Впрочем, были предметы, очень занимавшие мистера Кейсобона, будившие в нем интерес, довольно близкий к тому, что принято называть энтузиазмом, и Доротея прилагала все старания к тому, чтобы следовать за ходом его мыслей, боясь помешать ему и почувствовать, как он недоволен, что должен отвлекаться от них из-за нее. Однако она мало-помалу утрачивала прежнюю счастливую уверенность, что, следуя за ним, увидит чудесные просторы. Бедный мистер Кейсобон сам растерянно блуждал среди узких закоулков и винтовых лестниц, то пытаясь проникнуть в туман, окружающий кабиров [86] , то доказывая неправильность параллелей, проводимых другими толкователями мифов, и совершенно терял из виду цель, ради которой предпринял эти труды. Довольствуясь огоньком свечи, он забыл про отсутствие окон и, язвительно комментируя изыскания других людей о солнечных богах, стал равнодушен к солнечному свету.
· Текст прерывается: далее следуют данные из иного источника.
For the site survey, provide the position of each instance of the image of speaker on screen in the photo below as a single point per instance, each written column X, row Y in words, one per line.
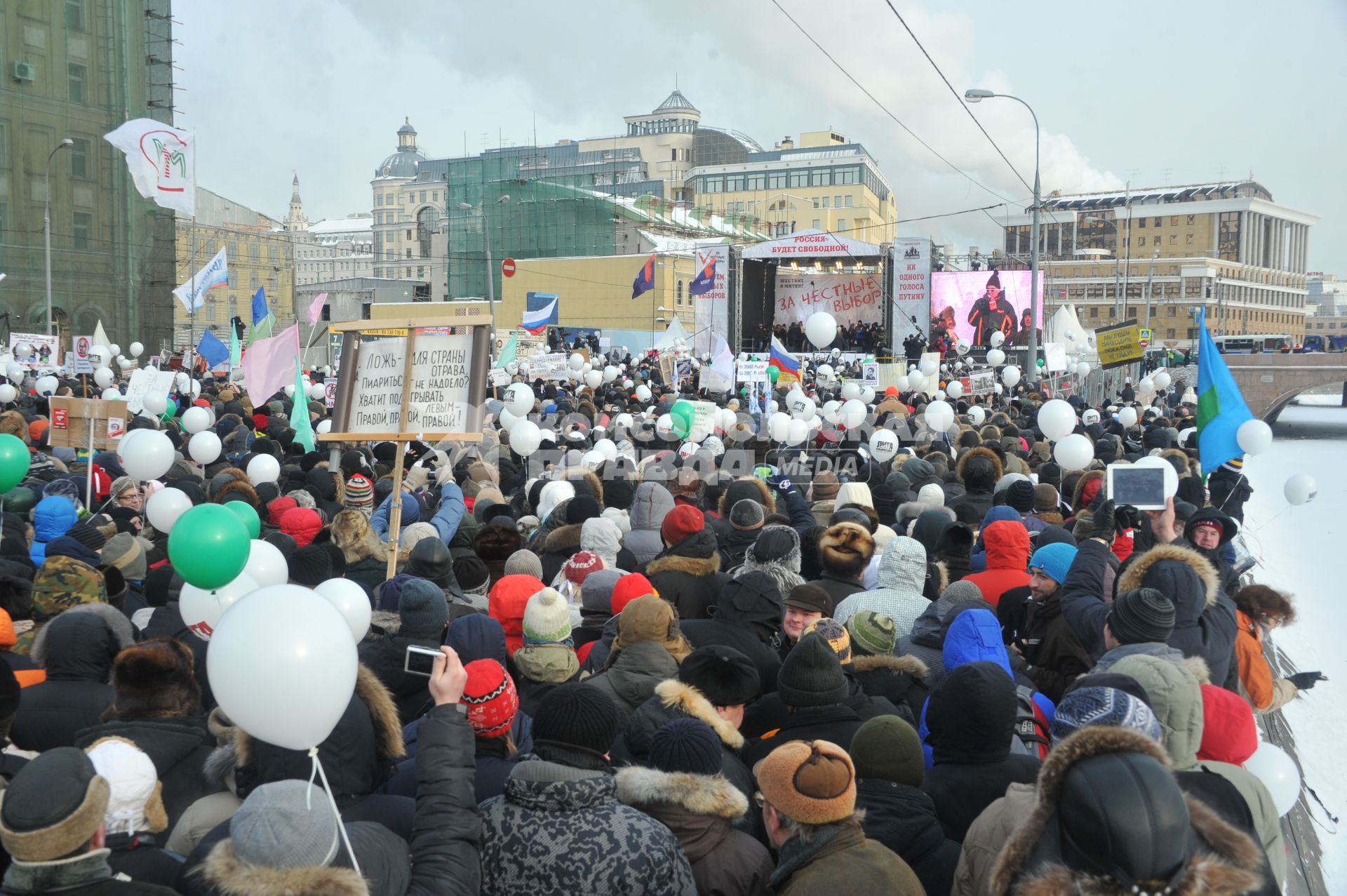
column 992, row 313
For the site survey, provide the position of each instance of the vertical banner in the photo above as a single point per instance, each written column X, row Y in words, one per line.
column 710, row 297
column 911, row 287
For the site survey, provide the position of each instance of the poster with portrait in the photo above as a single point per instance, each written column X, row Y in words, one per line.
column 974, row 305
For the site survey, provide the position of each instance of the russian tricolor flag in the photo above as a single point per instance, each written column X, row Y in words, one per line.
column 539, row 312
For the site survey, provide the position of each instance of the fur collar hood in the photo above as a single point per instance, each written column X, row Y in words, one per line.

Доротея, возможно, далеко не сразу заметила бы эти черты в характере мистера Кейсобона, твердые и неизменные, точно кости, если бы ей дозволялось давать выход ее чувствам, – если бы он ласково держал ее руку в ладонях и с нежностью и участием выслушивал те безыскусственные истории, из которых слагался ее житейский опыт, и отвечал бы ей подобными же признаниями, так что прошлая жизнь каждого стала бы достоянием обоих, укрепляя их близость и привязанность; или если бы она могла питать свою любовь теми детскими ласками, потребность в которых свойственна каждой женственной женщине, еще в детстве осыпавшей поцелуями твердую макушку облысевшей куклы, наделяя эту деревяшку любящей душой, потому что ее самое переполняла любовь. Такой была натура и Доротеи. Как ни жаждала она проникнуть в дальние пределы знаний и творить добро повсюду, у нее достало бы жара и для того, что было рядом, – она готова была бы расцеловать рукав сюртука или нежно погладить шнурки башмаков мистера Кейсобона, если бы он снисходительно принимал это, а не ограничивался тем, что с неизменной учтивостью называл ее милой и истинно женской натурой и немедля вежливо придвигал ей стул, показывая, насколько неожиданными и неуместными находит он подобные проявления чувств. С необходимым тщанием завершив утром свой клерикальный туалет, он признавал допустимыми лишь те радости жизни, которые оставляли неприкосновенными и правильные складки жесткого галстука той эпохи, и мысли, занятые неопубликованными материалами.